Topological sort is one of those things that is way simpler than its name might suggest. It is a fundamental problem that arises in many areas of computer science. The thing with a lot of these fundamental concepts is that while they are incredibly important, we do not necessarily see them in code a whole lot. Obviously this highly depends on the kind of code we are considering, but in most environments there are multiple layers of abstraction underneath us. Clearly this enables us to be more productive, because we are provided with solutions to common problems and can focus on things unique to whatever we are working on. But even though we might not have to implement a solution ourselves we still have to identify the problems when they arise. Recently I encountered such a problem instance of topological sort in a popular open source project called Babel and thought it was a super nice illustration worth looking into.

Topological sort: The abstract point of view

Topological sort is a graph problem, which means that it asks a question about a given set of vertices and edges. More precisely, this problem is about directed graphs. But that is all just terminology for a bunch of points connected with arrows. Here is an example from Wikipedia1:

Directed acyclic graph

One of these constructs is the input to our problem. And the question we would like to answer is:

Is there an ordering of all nodes that respects the ordering induced by arrows between nodes?

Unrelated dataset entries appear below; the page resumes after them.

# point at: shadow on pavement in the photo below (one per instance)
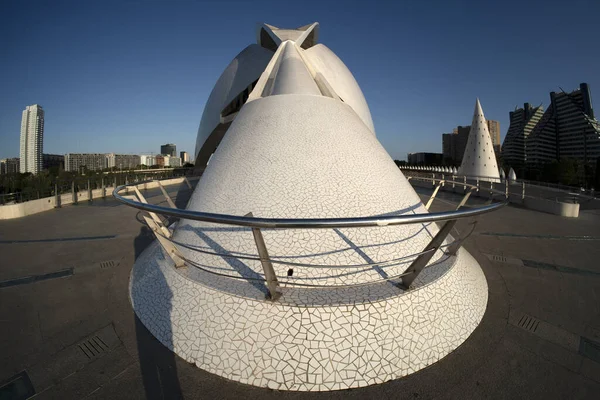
(157, 362)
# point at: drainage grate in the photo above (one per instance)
(499, 258)
(93, 347)
(18, 387)
(107, 264)
(528, 323)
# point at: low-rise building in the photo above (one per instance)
(53, 160)
(78, 162)
(148, 160)
(174, 162)
(424, 158)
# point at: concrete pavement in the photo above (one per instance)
(77, 337)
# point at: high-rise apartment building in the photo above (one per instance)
(185, 157)
(494, 129)
(424, 158)
(522, 122)
(168, 149)
(53, 160)
(147, 160)
(568, 129)
(9, 166)
(32, 139)
(78, 161)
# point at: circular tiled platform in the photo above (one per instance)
(326, 341)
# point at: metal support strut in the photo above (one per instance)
(263, 254)
(421, 261)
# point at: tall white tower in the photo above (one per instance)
(32, 139)
(479, 160)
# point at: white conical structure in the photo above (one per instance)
(479, 160)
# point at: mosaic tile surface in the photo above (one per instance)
(315, 343)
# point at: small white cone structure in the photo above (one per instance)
(479, 160)
(295, 150)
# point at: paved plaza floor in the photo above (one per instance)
(68, 330)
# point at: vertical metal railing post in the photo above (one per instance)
(56, 196)
(437, 188)
(263, 254)
(164, 192)
(421, 261)
(73, 194)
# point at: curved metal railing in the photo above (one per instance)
(420, 261)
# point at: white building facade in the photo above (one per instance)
(32, 139)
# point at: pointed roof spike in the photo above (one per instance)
(479, 160)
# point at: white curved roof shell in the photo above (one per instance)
(244, 69)
(340, 78)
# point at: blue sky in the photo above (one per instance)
(128, 76)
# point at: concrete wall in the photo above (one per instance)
(19, 210)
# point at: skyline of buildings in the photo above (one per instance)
(555, 133)
(455, 143)
(31, 144)
(566, 129)
(33, 160)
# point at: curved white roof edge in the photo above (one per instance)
(280, 35)
(244, 69)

Or in other words, can you list all nodes such that nodes connected by an arrow come after each other? In the example above such an ordering would have to list 8 before 9 for example. And indeed, one can proof that such an ordering exists if and only if the graph has no cycles. One possible solution for the graph above would be:

3, 7, 8, 5, 11, 10, 2, 9

This problem can be solved with an efficient algorithm that runs in linear time, but I do not want to go into detail about how that works here. The basic idea is simple though: Find a node that has no arrows pointing to it, add it to the ordering and remove it from the graph. Then repeat this until the graph is empty. Simple enough, but to make it run in linear time we have to find a node without incoming arrows directly, without searching the graph. Because if we search it in each step, the worst case scenario is that each step itself takes linear time which results in quadratic time in total. But fixing that is not super hard either, so lets move on and see how solving this problem could be useful in Babel.

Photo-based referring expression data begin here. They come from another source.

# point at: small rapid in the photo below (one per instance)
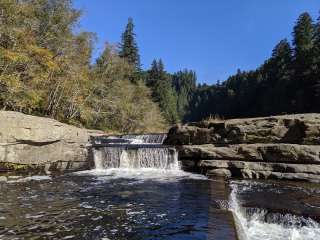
(134, 152)
(259, 223)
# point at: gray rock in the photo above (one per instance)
(261, 166)
(29, 142)
(294, 129)
(225, 173)
(280, 153)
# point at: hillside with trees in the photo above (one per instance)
(288, 82)
(46, 70)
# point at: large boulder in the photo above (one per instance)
(41, 144)
(280, 147)
(294, 129)
(281, 153)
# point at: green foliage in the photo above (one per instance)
(288, 82)
(45, 70)
(184, 83)
(128, 47)
(162, 91)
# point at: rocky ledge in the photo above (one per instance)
(277, 147)
(36, 144)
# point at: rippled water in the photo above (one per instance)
(276, 210)
(109, 204)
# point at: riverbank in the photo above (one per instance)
(278, 147)
(33, 144)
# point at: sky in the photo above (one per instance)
(212, 37)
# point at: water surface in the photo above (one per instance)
(109, 204)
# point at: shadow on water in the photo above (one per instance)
(112, 204)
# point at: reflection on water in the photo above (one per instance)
(110, 204)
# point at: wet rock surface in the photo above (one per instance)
(278, 147)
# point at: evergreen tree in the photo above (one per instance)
(162, 91)
(303, 35)
(128, 47)
(316, 67)
(184, 83)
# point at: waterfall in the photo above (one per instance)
(134, 152)
(258, 223)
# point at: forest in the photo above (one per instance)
(46, 69)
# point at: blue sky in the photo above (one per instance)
(212, 37)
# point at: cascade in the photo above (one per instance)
(133, 152)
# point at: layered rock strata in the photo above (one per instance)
(29, 143)
(278, 147)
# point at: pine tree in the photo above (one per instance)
(303, 35)
(316, 67)
(162, 91)
(128, 47)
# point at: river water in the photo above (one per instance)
(137, 191)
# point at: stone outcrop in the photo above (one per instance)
(30, 143)
(278, 147)
(295, 129)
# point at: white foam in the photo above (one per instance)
(254, 228)
(31, 178)
(140, 174)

Babel plugins: One instance of the topological sort problem

Okay, so Babel is a JavaScript compiler that is widely used to transform ES6 to ES5 and things like that. It can do many awesome things and all the information is available at Babel’s architecture is plugin based which means that all code transformations are defined as individual plugins. The idea is that these can be stacked together via a configuration file. One plugin might transform all let and const to var declarations while another one might transpile ES6 classes into their corresponding constructor functions. There are a lot of these plugins and it is really simple to write custom ones. As the ecosystem grew it became clear that some plugins directly rely on others running before or after them. For example: If you write a plugin that makes modifications to ES6 classes in your code, then it should definitely run before these classes are transformed into functions. In current versions of Babel, the order in which plugins run is determined by the order you specify them in the configuration file. This really is a problem, because now the user of your plugin has to know what the correct order is and will be confronted with weird behavior and errors otherwise. At the time of this writing it is still being discussed how to solve this problem in detail2, but the general idea is clear. Plugins can have dependencies on other plugins and we have to run them in an order that respects these dependencies. Sounds familiar, right?

That is exactly an instance of the abstract problem described above. The nodes are plugins and if plugin A depends on plugin B there is an arrow from B to A. Then a topological sort of all plugins respects the dependencies and can safely ignore the order specified by the user. I think that is a really beautiful illustration of the topological sort problem and shows the power of graphs. They can apply to much more than just things that already look like graphs.